JBehave is another open-source tool that is used to write BDD test scenarios. The Gherkin language is used here as well to define user stories. In JBehave, user stories are nothing but your test scenarios. Each of those steps in the story is coded – so that the expected set of actions takes place during the story execution. JBheave is purely a Java framework.

Pros of using JBehave

  • It is open-source software.
  • Focus of the test cases remains on defining the behavior of the system.
  • You can reuse the Java code for other test scenarios.
  • It is compatible with different IDEs and supports multi-browser testing.
  • Offers multilingual support for writing test scenarios.
  • Has provisions for report generation, but you can also integrate it with other tools.

Cons of using JBehave

  • The Gherkin language, which is at the heart of this framework, can be quite difficult to work with when defining complex use cases.
  • Requires Java programming language knowledge to build tests cases.
  • Tedious test maintenance.
  • Only supports Java.

Behat

Behat is a popular open-source framework explicitly built around PHP that helps support BDD development.
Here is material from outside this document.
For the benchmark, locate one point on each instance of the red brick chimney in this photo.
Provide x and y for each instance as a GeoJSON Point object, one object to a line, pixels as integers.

The scenarios are captured in the form of user stories, or examples, which are written using the Gherkin language.

Pros of using Behat

  • It is open-source software.
  • Focus of the test cases remains on defining the behavior of the system.
  • Offers multilingual support for writing test scenarios.
  • Allows multi-browser testing and is also OS-independent.
  • Has provisions for report generation, but you can also integrate it with other tools.

Cons of using Behat

  • The Gherkin language, which is at the heart of this framework, can be quite difficult to work with when defining complex use cases.
  • Requires PHP programming language knowledge to build test cases.
  • Does not have ample community support.
  • Setting up a test environment can be challenging.
  • Behat is applicable only to PHP.

SpecFlow

SpecFlow is a BDD tool that is great for .NET frameworks. It utilizes the Gherkin language to write test scenarios. These test scenarios are then broken down into steps, and code is written against each step to take the corresponding action.

Pros of using SpecFlow

  • It is an open-source software.
  • Focus of the test cases remains on defining the behavior of the system.
  • Offers multilingual support for writing test scenarios.
  • Allows multi-browser testing and is also OS-independent.
  • Has provisions for report generation, but you can also integrate it with other tools.

Cons of using SpecFlow

  • The Gherkin language, which is at the heart of this framework, can be quite difficult to work with when defining complex use cases.
  • Requires programming language knowledge to build test cases.
  • Tedious test maintenance.
  • SpecFlow is applicable only to .NET frameworks.

testRigor

Another popular tool, testRigor, is perhaps the easiest way to use for the BDD approach. The most significant difference with all of the above tools is that no programming knowledge is needed, and no Gherkin syntax. The AI engine behind testRigor allows users to write executable specifications in plain English. There are no step definition files, making the entire process much smoother. Even more so, any team member will be able to make changes to any existing test case – since it is in plain English.

Pros of using testRigor

  • You can define the scenarios in plain English without the restraints of Gherkin. Moreover, these scenarios are then interpreted by testRigor and executed, thus eliminating the need to know any programming language.
  • Supports cross-browser and cross-platform testing.
  • Test maintenance is exceptionally swift and easy.
  • Has built-in report generation capabilities.
  • Detailed documentation, as well as access to customer support, are always at your fingertips.

Cons of using testRigor

  • You will need a paid plan to use this tool for your application. Though, it does give the option of customizing these plans to suit your needs.
  • The steps of the scenarios need to be written in English only.

Conclusion

BDD is a great way to ensure that all stakeholders are on the same page with the requirements. It is vital to understand the most popular tools on the market and choose the one that best suits your needs.